2

I am trying to avoid dealing with long explicit lists of variables.

What i do so far is the following:

VarList={x_, y_};
ParList={x, y};
ValList={2, 3};

What works

f[x_, y_] := x^2 + 3 y^3;
g[x_, y_] := 3 f[x, y];

f@@ValList
g@@ValList

Out[1]=85
Out[2]=255

Now what i would like to do but it does not work:

Clear[f, g];

f[Sequence@@VarList] := x^2 + 3 y^3;
g[Sequence@@VarList] := 3 f@@ParList;

f@@ValList
g@@ValList

Out[3]=85
Out[4]=3 (x^2 + 3 y^3)

How can I achieve numerical evaluation of g in the last step?

Edit:

Regarding the first solution by @kglr: The solution works as given but there are subtle issues that i want to describe here.

The suggestion is:

g[Sequence @@ VarList] := Evaluate[3 f @@ ParList];
g @@ ValList

255

This works. However, 

g[Sequence @@ VarList] := 3 Evaluate[ f @@ ParList];
g @@ ValList

3 (x^2 + 3 y^3)

Does not. Also, it does not seem to work for more complicated constructs. Concretely i wanted to use something along

g[Sequence @@ VarList] := Evaluate[ArrayFlatten[{{SparseArray[{{f @@ ParList}}]}}]];
g @@ ValList //MatrixForm

(x^2+3 y^3)

Does not work. To finally make my confusion complete, note that the last expression works again, if i drop both of the outer pair of curly brackets. That is

g[Sequence @@ VarList] := Evaluate[ArrayFlatten[SparseArray[{{f @@ ParList}}]]];
g @@ ValList //MatrixForm

(85)

works again. Do you undestand this strange behavior?

R. Funden
  • 23
  • 3

3 Answers3

1
  1. Because Mathematica functions are really pattern-matching, it's possible to simplify the function definition by making f and g take a list of parameters as input:
VarList={x_, y_};
ParList={x, y};
ValList={2, 3};

f[VarList] := x^2 + 3 y^3;
g[VarList] := Evaluate[3 f@ParList]

Print@ f[ValList]
Print@ g[ValList]

Try it online!

That way you use f[{2, 3}] or f@{2, 3} to call it.

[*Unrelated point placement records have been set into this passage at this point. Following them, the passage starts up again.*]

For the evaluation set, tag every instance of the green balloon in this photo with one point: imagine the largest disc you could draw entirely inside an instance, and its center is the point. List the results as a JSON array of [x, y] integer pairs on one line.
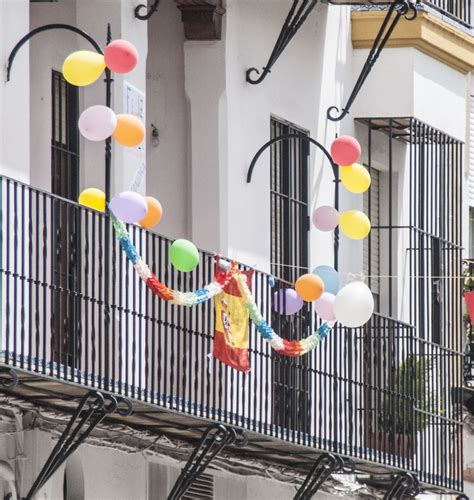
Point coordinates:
[[184, 255]]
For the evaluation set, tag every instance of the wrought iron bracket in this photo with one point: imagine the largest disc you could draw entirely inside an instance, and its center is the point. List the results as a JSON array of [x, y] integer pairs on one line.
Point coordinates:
[[293, 22], [214, 440], [10, 383], [404, 485], [397, 10], [335, 171], [285, 138], [48, 27], [92, 409], [324, 466], [145, 17]]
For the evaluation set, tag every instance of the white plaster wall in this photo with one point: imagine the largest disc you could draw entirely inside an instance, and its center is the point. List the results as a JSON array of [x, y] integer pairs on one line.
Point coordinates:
[[167, 109], [14, 95]]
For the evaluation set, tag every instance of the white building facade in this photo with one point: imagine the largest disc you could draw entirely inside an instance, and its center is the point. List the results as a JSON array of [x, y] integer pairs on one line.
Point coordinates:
[[76, 320]]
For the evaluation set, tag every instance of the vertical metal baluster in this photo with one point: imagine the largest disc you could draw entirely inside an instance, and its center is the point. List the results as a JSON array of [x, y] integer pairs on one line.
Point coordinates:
[[8, 276], [168, 367], [122, 290], [155, 323], [79, 290], [93, 302], [101, 257], [36, 278], [113, 311], [128, 317], [24, 277], [87, 301], [139, 317], [209, 323], [15, 274]]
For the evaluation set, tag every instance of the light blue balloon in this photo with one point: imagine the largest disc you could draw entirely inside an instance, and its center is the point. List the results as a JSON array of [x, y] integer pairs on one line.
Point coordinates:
[[330, 278]]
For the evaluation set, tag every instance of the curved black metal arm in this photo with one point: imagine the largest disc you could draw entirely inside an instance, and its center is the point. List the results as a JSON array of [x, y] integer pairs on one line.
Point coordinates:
[[48, 27], [291, 136], [401, 8], [335, 172], [293, 23], [145, 17]]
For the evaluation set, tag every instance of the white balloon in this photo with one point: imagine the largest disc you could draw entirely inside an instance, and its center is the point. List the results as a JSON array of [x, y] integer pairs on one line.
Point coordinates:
[[354, 304], [97, 123]]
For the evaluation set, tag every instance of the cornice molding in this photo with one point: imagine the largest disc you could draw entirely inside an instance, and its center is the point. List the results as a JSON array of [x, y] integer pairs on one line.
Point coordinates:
[[427, 33]]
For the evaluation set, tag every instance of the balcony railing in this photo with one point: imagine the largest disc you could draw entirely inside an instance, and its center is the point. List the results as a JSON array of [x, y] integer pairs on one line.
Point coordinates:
[[458, 10], [469, 349], [377, 394]]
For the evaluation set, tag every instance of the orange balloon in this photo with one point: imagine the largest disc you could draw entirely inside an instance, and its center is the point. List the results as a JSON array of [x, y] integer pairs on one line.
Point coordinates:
[[153, 214], [309, 287], [130, 131]]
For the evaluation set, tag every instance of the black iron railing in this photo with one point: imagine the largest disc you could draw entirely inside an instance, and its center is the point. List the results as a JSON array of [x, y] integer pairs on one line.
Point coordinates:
[[469, 348], [460, 10], [378, 393]]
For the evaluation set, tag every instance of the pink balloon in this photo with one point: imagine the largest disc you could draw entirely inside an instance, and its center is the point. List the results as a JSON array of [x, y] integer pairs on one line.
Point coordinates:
[[97, 123], [325, 306], [287, 301], [129, 207], [325, 218], [121, 56], [345, 150]]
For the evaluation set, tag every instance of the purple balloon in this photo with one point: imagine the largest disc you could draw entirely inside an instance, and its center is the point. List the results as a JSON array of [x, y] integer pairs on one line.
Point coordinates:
[[325, 218], [129, 207], [287, 301], [325, 306]]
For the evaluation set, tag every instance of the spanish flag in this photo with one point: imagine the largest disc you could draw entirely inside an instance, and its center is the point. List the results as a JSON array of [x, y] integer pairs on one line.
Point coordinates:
[[231, 339]]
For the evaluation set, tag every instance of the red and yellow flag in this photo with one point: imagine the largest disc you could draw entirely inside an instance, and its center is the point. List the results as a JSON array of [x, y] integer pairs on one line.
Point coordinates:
[[231, 339]]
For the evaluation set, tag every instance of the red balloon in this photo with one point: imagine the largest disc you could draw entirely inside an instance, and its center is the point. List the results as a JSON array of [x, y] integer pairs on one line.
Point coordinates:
[[345, 150], [121, 56]]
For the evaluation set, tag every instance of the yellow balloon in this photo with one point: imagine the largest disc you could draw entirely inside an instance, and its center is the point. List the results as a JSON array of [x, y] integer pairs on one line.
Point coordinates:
[[93, 198], [355, 178], [83, 67], [354, 224]]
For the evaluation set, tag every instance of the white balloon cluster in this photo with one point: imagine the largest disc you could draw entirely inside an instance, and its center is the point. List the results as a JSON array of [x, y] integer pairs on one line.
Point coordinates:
[[354, 304]]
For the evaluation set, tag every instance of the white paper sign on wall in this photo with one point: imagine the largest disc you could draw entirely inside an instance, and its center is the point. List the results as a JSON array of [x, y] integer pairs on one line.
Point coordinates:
[[134, 104]]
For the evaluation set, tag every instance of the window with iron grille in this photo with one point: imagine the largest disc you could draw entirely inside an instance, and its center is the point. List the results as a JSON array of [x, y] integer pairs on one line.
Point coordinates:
[[289, 257], [202, 488], [429, 259], [372, 242], [64, 183]]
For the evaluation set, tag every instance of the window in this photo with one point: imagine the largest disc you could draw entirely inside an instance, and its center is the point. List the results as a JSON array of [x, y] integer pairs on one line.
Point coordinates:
[[64, 183], [372, 242], [471, 232], [289, 203], [289, 255]]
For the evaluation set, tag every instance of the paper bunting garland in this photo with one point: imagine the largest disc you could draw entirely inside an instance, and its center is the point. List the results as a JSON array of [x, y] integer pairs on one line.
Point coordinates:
[[282, 346]]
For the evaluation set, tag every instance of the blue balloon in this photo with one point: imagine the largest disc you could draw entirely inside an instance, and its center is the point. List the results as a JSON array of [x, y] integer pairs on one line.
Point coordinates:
[[330, 278]]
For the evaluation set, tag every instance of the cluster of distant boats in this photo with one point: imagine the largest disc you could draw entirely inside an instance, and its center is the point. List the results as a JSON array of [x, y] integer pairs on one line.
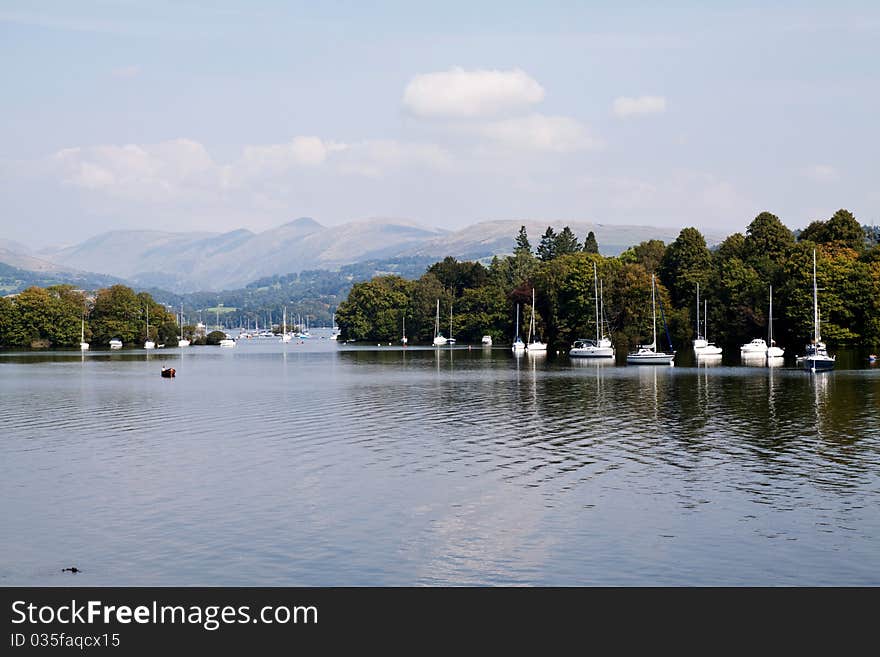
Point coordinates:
[[816, 358]]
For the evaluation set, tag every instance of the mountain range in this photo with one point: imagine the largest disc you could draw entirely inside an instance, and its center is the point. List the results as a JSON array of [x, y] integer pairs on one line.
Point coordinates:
[[185, 262]]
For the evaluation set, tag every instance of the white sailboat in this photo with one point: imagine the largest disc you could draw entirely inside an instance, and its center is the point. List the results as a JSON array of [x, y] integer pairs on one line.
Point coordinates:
[[702, 346], [518, 345], [83, 345], [534, 345], [817, 358], [285, 336], [451, 340], [439, 340], [647, 354], [182, 341], [149, 344], [772, 350], [601, 347]]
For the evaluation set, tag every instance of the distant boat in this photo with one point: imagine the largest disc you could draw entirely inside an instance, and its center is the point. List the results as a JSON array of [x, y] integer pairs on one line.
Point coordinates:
[[601, 347], [757, 347], [772, 350], [182, 341], [451, 340], [285, 336], [518, 344], [534, 345], [817, 358], [439, 340], [149, 344], [83, 345], [702, 346], [647, 354]]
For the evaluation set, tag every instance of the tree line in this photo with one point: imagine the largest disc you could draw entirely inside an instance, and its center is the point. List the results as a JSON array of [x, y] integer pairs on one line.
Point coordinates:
[[734, 278], [53, 317]]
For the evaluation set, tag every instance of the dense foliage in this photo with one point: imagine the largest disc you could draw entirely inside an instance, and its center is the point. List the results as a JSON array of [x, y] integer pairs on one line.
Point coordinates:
[[734, 278], [54, 316]]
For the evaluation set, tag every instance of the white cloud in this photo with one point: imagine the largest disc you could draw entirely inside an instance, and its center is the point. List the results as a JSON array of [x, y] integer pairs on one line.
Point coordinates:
[[279, 158], [458, 93], [559, 134], [375, 158], [822, 173], [125, 72], [139, 172], [624, 107]]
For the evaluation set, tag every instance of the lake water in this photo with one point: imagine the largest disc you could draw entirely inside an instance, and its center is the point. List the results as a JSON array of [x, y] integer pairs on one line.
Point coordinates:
[[330, 464]]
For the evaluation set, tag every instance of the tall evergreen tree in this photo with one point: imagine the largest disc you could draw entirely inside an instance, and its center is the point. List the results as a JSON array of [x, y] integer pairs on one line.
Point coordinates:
[[522, 242], [547, 247], [566, 242], [590, 244]]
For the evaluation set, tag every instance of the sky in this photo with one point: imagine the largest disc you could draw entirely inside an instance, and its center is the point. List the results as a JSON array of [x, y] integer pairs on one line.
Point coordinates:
[[214, 116]]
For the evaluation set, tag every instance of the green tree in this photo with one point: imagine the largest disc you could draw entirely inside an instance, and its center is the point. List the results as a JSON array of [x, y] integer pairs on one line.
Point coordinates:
[[566, 243], [547, 247], [214, 337], [459, 276], [767, 244], [648, 254], [590, 244], [842, 228], [7, 319], [374, 309], [685, 264], [522, 242]]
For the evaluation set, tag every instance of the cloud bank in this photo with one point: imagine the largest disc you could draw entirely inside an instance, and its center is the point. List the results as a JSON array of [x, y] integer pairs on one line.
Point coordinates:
[[624, 107], [461, 94]]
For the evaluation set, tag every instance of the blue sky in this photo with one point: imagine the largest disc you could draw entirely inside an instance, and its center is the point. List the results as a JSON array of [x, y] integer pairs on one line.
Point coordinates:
[[219, 115]]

  1. Pattern (:) can be used:
VarList=ParList:{x_,y_};
ValList={2, 3};

f[VarList] := x^2 + 3 y^3;
g[VarList] := 3 f@ParList

Print@ f[ValList]
Print@ g[ValList]

Try it online!

Explanation: The definition of f and g expands to

f[ParList:{x_,y_}] := x^2 + 3 y^3;
g[ParList:{x_,y_}] := 3 f@ParList

This also makes Evaluate unnecessary. It may be undesirable to use Evaluate, for example:

ParList={x};

f[ParList:{x_}] := Simplify@x;
g[{x_}] := Evaluate[f@ParList];

Print@ f@{a*b+a*c+a*d+a*e}
Print@ g@{a*b+a*c+a*d+a*e}

Try it online!

user202729
  • 502
  • 3
  • 11
  • I find that this solution is superior to the others because it spares the Evaluate and i really only want to evaluate the code in the very last step for reasons of runtime. Nevertheless, before i accept the answer let me ask one thing: After implementing your solution my code takes roughly ~3 times as much time as before, which is undesirable. The evaluate is gone, so what takes extra time here? Isn't there a way to make it run as fast as before. I mean in the end all what i ask for is just a nicer optical appearance of my code without lengthy list of parameters everywhere. Thanks. – R. Funden Jul 19 '18 at 18:27
  • I am sorry this was my mistake, your code works just fine, without any loss of speed! (I had overlooked some instances of Evaluate which were in place after i tried to implement the solution of @kglr above.). Thanks. – R. Funden Jul 19 '18 at 18:42
1

I prefer user202729's alternative using Pattern but adhering to your original specification your goal can be achieved with a method from Injecting a sequence of expressions into a held expression:

VarList = {x_, y_};
ParList = {x, y};
ValList = {2, 3};

{VarList, ParList} /. {{var__}, {par__}} :> 
  (
   f[var] := x^2 + 3 y^3;
   g[var] := 3 f[par];
  )

g @@ ValList

255
Mr.Wizard
  • 271,378
  • 34
  • 587
  • 1,371
0
  1. Don't do this.
  2. g[Sequence @@ VarList] = 3 f @@ ParList;
Alan
  • 13,686
  • 19
  • 38